Ronnie Clint, the Englishman who managed the quintessential Hollywood restaurant for three decades patronised by presidents, popes and the toast of Tinseltown, has died.
Clint, who was general manager of Chasen’s and became close with the celebrated clientele including the Reagans and Frank Sinatra, died on Sunday at the age of 89 after a long battle with Parkinson’s disease.
Regular customers during Clint’s management of the restaurant included Gregory Peck, Alfred Hitchcock – who dined in the same booth every Thursday – Humphrey Bogart and Marilyn Monroe. Ronald Reagan proposed to Nancy Davis at the restaurant.
Clint was well known to the patrons not only for his dapper appearance and as someone who could be trusted to keep their secrets.

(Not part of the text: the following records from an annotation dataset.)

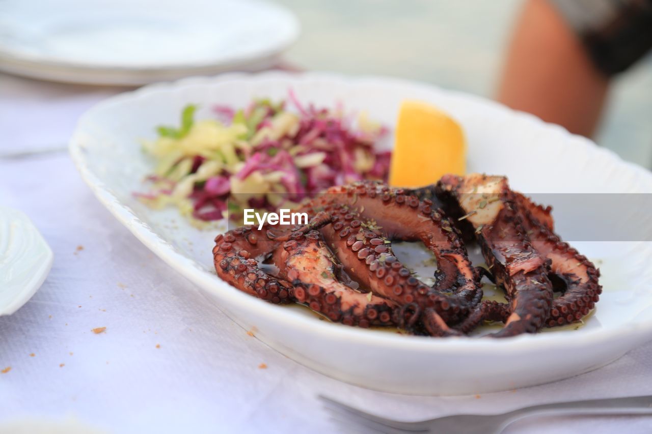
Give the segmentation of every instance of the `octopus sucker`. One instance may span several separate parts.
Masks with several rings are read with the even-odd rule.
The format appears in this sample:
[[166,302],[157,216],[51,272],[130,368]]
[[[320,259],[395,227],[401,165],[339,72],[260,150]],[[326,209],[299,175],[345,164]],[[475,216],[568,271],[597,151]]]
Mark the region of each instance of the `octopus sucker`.
[[[445,175],[415,190],[357,182],[293,210],[307,214],[308,224],[218,235],[218,275],[333,322],[441,337],[467,335],[485,321],[505,323],[488,335],[496,338],[578,321],[601,292],[599,270],[554,232],[550,207],[511,190],[504,177]],[[471,264],[465,241],[472,240],[486,268]],[[420,242],[433,253],[434,284],[399,260],[394,241]],[[483,277],[504,289],[507,303],[482,300]]]
[[445,176],[440,195],[455,200],[475,229],[496,283],[506,290],[509,316],[495,337],[535,333],[550,315],[552,283],[546,263],[530,243],[514,196],[503,177]]

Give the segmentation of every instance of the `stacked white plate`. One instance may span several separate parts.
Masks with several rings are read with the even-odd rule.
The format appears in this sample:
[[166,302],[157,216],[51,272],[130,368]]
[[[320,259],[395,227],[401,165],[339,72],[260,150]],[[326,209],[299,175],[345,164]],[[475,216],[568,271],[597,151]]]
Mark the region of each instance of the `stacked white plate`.
[[267,68],[298,35],[291,12],[260,0],[5,0],[0,70],[141,85]]

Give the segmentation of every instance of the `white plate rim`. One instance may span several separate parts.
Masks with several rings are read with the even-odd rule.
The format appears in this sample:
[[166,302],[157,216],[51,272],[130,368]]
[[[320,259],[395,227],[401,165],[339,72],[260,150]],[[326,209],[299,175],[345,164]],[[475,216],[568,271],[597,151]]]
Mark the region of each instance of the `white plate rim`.
[[[479,351],[499,351],[507,354],[518,354],[523,351],[543,351],[546,347],[554,347],[559,350],[563,348],[583,347],[587,345],[600,345],[617,338],[623,333],[637,337],[652,336],[652,318],[645,321],[640,320],[630,323],[623,324],[608,330],[580,329],[572,333],[564,334],[560,338],[558,334],[522,334],[513,338],[495,340],[478,339],[471,338],[448,338],[437,339],[427,337],[398,336],[392,334],[370,332],[368,330],[356,327],[345,326],[333,326],[325,321],[315,321],[304,315],[298,314],[289,310],[284,310],[270,303],[267,303],[251,297],[230,285],[226,282],[218,281],[222,285],[216,285],[215,274],[200,270],[193,265],[193,261],[171,248],[163,239],[152,231],[145,222],[140,220],[128,207],[121,202],[104,185],[86,166],[83,156],[83,125],[91,119],[93,112],[108,104],[119,104],[123,101],[134,98],[146,96],[151,93],[175,90],[184,87],[217,84],[231,80],[330,80],[347,81],[349,83],[373,82],[379,83],[394,83],[410,86],[436,88],[437,91],[454,94],[456,97],[469,98],[481,101],[488,104],[494,109],[511,112],[513,115],[527,118],[531,123],[539,124],[546,128],[561,129],[566,132],[567,137],[576,142],[577,146],[590,147],[590,152],[602,154],[603,158],[615,160],[624,165],[628,170],[652,183],[652,173],[632,163],[625,162],[614,152],[602,148],[595,148],[595,144],[585,137],[571,134],[562,127],[544,123],[539,118],[524,112],[509,109],[497,102],[483,98],[470,95],[462,92],[445,90],[432,85],[415,83],[395,78],[378,76],[356,76],[332,72],[303,72],[289,73],[279,71],[270,71],[261,73],[230,73],[217,77],[190,77],[173,82],[158,83],[145,86],[135,91],[126,92],[112,96],[100,102],[86,112],[78,123],[78,127],[70,144],[69,152],[73,162],[80,171],[82,179],[91,188],[98,199],[111,212],[111,213],[143,244],[163,259],[173,269],[186,277],[192,283],[207,291],[227,291],[220,297],[230,297],[231,302],[241,304],[241,307],[255,315],[273,317],[272,321],[284,323],[288,327],[302,327],[310,330],[316,337],[327,334],[331,339],[341,339],[348,341],[366,341],[366,343],[376,347],[384,347],[393,351],[419,351],[422,353],[438,353],[448,354],[471,354]],[[192,271],[188,271],[190,269]]]
[[[0,205],[0,218],[3,216],[8,219],[21,220],[26,225],[27,230],[31,233],[35,242],[35,244],[33,243],[28,247],[33,250],[34,254],[44,255],[45,257],[43,261],[32,267],[30,270],[32,274],[23,280],[20,286],[14,284],[14,287],[17,291],[12,296],[10,302],[0,306],[0,316],[14,313],[29,301],[43,285],[54,261],[52,249],[27,214],[17,209]],[[5,288],[2,289],[4,290]]]
[[[96,80],[107,83],[117,84],[128,83],[151,83],[147,80],[147,75],[156,74],[174,74],[180,77],[184,75],[199,75],[216,74],[220,71],[233,70],[235,68],[246,69],[249,65],[255,65],[259,63],[269,63],[271,60],[275,59],[281,53],[287,51],[299,38],[301,32],[301,24],[299,19],[292,10],[281,5],[265,0],[246,0],[254,5],[261,5],[268,10],[277,14],[284,21],[284,31],[287,32],[286,36],[278,42],[274,47],[267,47],[259,49],[255,52],[248,54],[233,54],[229,56],[216,58],[213,61],[185,61],[181,63],[160,63],[153,67],[135,66],[128,65],[104,65],[93,63],[86,63],[80,60],[64,60],[53,58],[47,55],[38,53],[29,53],[13,50],[0,44],[0,70],[10,73],[24,74],[33,78],[44,77],[47,78],[53,74],[61,76],[63,74],[72,76],[73,78],[61,81],[69,81],[74,77],[89,76],[86,80],[81,80],[83,83],[93,83],[95,80],[93,76],[102,74],[104,78]],[[4,63],[6,65],[3,65]],[[50,72],[48,68],[53,72]],[[130,74],[131,79],[111,80],[113,75],[124,76]]]

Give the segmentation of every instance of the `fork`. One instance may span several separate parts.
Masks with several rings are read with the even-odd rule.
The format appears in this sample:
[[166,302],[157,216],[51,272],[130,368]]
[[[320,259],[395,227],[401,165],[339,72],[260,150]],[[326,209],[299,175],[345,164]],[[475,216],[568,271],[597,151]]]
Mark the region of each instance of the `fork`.
[[466,433],[498,434],[510,424],[533,416],[645,415],[652,414],[652,395],[629,398],[572,401],[533,405],[499,414],[460,414],[430,420],[404,422],[374,416],[320,395],[331,416],[342,427],[353,432]]

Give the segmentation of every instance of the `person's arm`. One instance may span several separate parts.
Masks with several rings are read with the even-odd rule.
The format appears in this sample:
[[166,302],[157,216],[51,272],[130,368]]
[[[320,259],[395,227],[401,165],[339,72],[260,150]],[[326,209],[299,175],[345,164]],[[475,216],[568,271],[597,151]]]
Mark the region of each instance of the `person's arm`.
[[497,100],[590,136],[609,80],[546,0],[527,0],[507,54]]

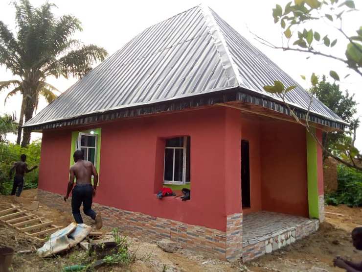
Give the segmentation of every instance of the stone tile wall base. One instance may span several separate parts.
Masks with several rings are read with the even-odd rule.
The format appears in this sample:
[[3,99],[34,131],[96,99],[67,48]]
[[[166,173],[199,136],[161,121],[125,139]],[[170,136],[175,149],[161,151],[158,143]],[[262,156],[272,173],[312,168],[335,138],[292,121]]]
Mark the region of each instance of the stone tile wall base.
[[285,228],[262,236],[255,244],[245,244],[243,247],[243,262],[248,262],[265,254],[281,248],[298,239],[314,232],[319,228],[319,221],[308,220],[295,226]]
[[[38,189],[38,198],[50,207],[71,213],[70,201],[64,202],[60,195]],[[105,226],[117,227],[131,236],[155,241],[169,239],[184,248],[204,251],[223,260],[233,261],[241,257],[241,214],[227,217],[227,230],[224,232],[95,203],[93,206],[96,212],[101,213]]]
[[324,221],[324,195],[321,195],[318,197],[318,209],[319,215],[319,222]]

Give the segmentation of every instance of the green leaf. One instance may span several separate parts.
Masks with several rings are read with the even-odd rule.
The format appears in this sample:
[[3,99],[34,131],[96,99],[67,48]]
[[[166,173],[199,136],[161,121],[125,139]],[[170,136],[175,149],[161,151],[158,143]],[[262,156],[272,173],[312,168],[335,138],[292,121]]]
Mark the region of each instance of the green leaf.
[[292,8],[291,8],[291,5],[292,2],[289,2],[286,5],[285,8],[284,8],[284,15],[288,14],[289,12],[292,11]]
[[275,87],[273,86],[265,86],[263,87],[263,89],[264,89],[266,92],[268,92],[268,93],[272,93],[272,94],[274,94],[276,92]]
[[320,40],[320,35],[319,35],[319,33],[317,31],[315,31],[314,38],[316,39],[316,41],[317,41],[319,42],[319,40]]
[[[357,48],[358,47],[359,48]],[[350,61],[352,61],[358,65],[362,65],[362,45],[349,43],[347,46],[346,56]]]
[[304,28],[303,29],[303,37],[304,38],[307,38],[307,35],[308,34],[308,32],[307,31],[307,29]]
[[324,45],[326,46],[329,46],[329,45],[331,43],[331,41],[329,40],[329,39],[328,39],[328,37],[327,37],[327,36],[325,36],[323,38],[323,41],[324,43]]
[[295,89],[296,88],[296,85],[293,85],[293,86],[290,86],[288,87],[287,89],[285,89],[285,92],[289,92],[289,91],[291,91],[293,89]]
[[352,37],[350,37],[349,38],[351,39],[351,40],[362,42],[362,36],[352,36]]
[[295,3],[295,4],[298,6],[300,6],[303,4],[305,1],[305,0],[294,0],[294,2]]
[[307,34],[307,42],[310,46],[313,41],[313,30],[310,29]]
[[337,80],[338,81],[339,81],[339,76],[338,75],[338,74],[336,73],[336,72],[331,70],[329,72],[329,75],[332,76],[335,80]]
[[284,19],[282,19],[280,20],[280,25],[281,25],[282,28],[284,28],[285,27],[285,22],[284,21]]
[[360,29],[357,30],[359,36],[362,36],[362,26],[360,26]]
[[332,17],[332,15],[330,14],[325,14],[325,17],[327,17],[329,20],[331,21],[332,22],[333,22],[333,17]]
[[320,2],[318,0],[305,0],[307,4],[312,8],[318,8],[320,6]]
[[347,0],[343,3],[344,4],[346,5],[347,7],[350,8],[355,8],[355,3],[352,0]]
[[291,31],[290,28],[288,28],[284,31],[284,35],[288,39],[290,39],[292,37],[292,31]]
[[316,86],[318,84],[318,77],[314,73],[312,74],[311,76],[311,83],[313,86]]

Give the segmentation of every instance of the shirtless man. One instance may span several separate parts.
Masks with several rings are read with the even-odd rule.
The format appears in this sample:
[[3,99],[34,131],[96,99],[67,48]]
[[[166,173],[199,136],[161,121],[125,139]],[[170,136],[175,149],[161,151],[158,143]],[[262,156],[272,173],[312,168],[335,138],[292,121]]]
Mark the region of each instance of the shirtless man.
[[[26,160],[26,155],[25,154],[22,154],[20,156],[20,161],[16,162],[10,169],[10,177],[13,175],[13,172],[15,169],[15,176],[14,177],[14,183],[13,183],[13,190],[11,190],[11,195],[15,195],[16,191],[17,197],[20,197],[20,194],[23,191],[23,187],[24,186],[24,175],[25,173],[31,172],[34,169],[36,169],[38,166],[35,166],[31,169],[28,169],[28,166],[25,161]],[[17,188],[18,190],[17,191]]]
[[[102,227],[102,218],[99,214],[96,214],[91,209],[93,197],[95,197],[98,184],[97,170],[91,162],[83,160],[83,153],[80,150],[74,152],[73,157],[75,163],[70,167],[69,171],[69,182],[64,201],[66,201],[68,199],[69,194],[73,189],[75,176],[75,186],[72,191],[71,198],[71,209],[74,220],[78,224],[83,223],[79,209],[83,202],[84,213],[95,220],[95,228],[99,229]],[[92,175],[94,177],[93,186],[91,183]]]

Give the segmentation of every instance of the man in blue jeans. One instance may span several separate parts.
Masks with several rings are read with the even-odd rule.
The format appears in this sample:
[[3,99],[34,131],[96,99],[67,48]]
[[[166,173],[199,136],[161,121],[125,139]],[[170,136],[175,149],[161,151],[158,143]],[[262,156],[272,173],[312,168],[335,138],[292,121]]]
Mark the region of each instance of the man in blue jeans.
[[13,183],[13,190],[11,190],[11,195],[14,196],[16,192],[16,196],[20,197],[23,191],[23,187],[24,186],[24,175],[25,173],[31,172],[36,169],[38,166],[35,166],[30,169],[28,169],[28,166],[25,161],[26,160],[26,155],[22,154],[20,156],[20,161],[16,162],[10,169],[10,177],[13,175],[14,170],[15,170],[15,176],[14,177],[14,182]]
[[[73,189],[75,177],[75,186],[72,191],[71,209],[73,216],[78,224],[83,223],[82,216],[80,215],[80,205],[83,203],[84,213],[95,221],[95,228],[102,227],[102,218],[92,210],[93,197],[95,196],[95,192],[98,184],[98,173],[93,164],[88,161],[83,160],[83,153],[80,150],[74,152],[73,157],[75,163],[69,170],[69,182],[67,195],[64,197],[64,201],[69,198],[69,194]],[[94,177],[92,186],[91,177]]]

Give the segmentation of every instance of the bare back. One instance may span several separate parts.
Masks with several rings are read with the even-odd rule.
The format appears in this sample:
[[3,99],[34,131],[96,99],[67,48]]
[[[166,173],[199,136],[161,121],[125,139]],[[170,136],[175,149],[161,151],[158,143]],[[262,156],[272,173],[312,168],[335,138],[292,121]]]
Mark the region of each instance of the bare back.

James Stewart had his bachelor party there, while Bob Hope once rode into the dining room on a horse. Chasen’s also claimed the non-alcoholic “Shirley Temple” cocktail, made for the child star.
Clint once said in an interview that “anyone of fame” had been there, including gangsters. “One time we had both J Edgar Hoover and Mickey Cohen in the dining room, sitting near each other.”
Elizabeth Taylor was so enamoured with the chili on the restaurant’s menu that she had it flown to her on the set of Cleopatra in the UK. Others to frequent the restaurant included Howard Hughes and Orson Welles.
Clint, whose real name was Stanley, was born in Southampton and was one of seven children. At a young age he left to work on cruise ships. It was on one such journey that he met Anita, who he married in New York in 1953. The following year they moved to Los Angeles.
He met Dave Chasen in 1954 when working at the Bel Air Country Club. Chasen, a vaudeville performer, had opened the restaurant on Beverly Boulevard 18 years earlier, specialising in chili which was supposedly created in director Frank Capra’s kitchen. Chasen convinced Clint to join the restaurant and he became general manager in 1965.
It began to lose its lustre in the 1990s as younger stars headed to more fashionable restaurants including Spago, Morton’s and Eclipse.
Yet, Chasen’s was such a legendary hangout that after it shut a documentary was released. Off the Menu: The Last Days of Chasen’s documented the final two weeks of the restaurant and included many of its famous patrons bemoaning its closure.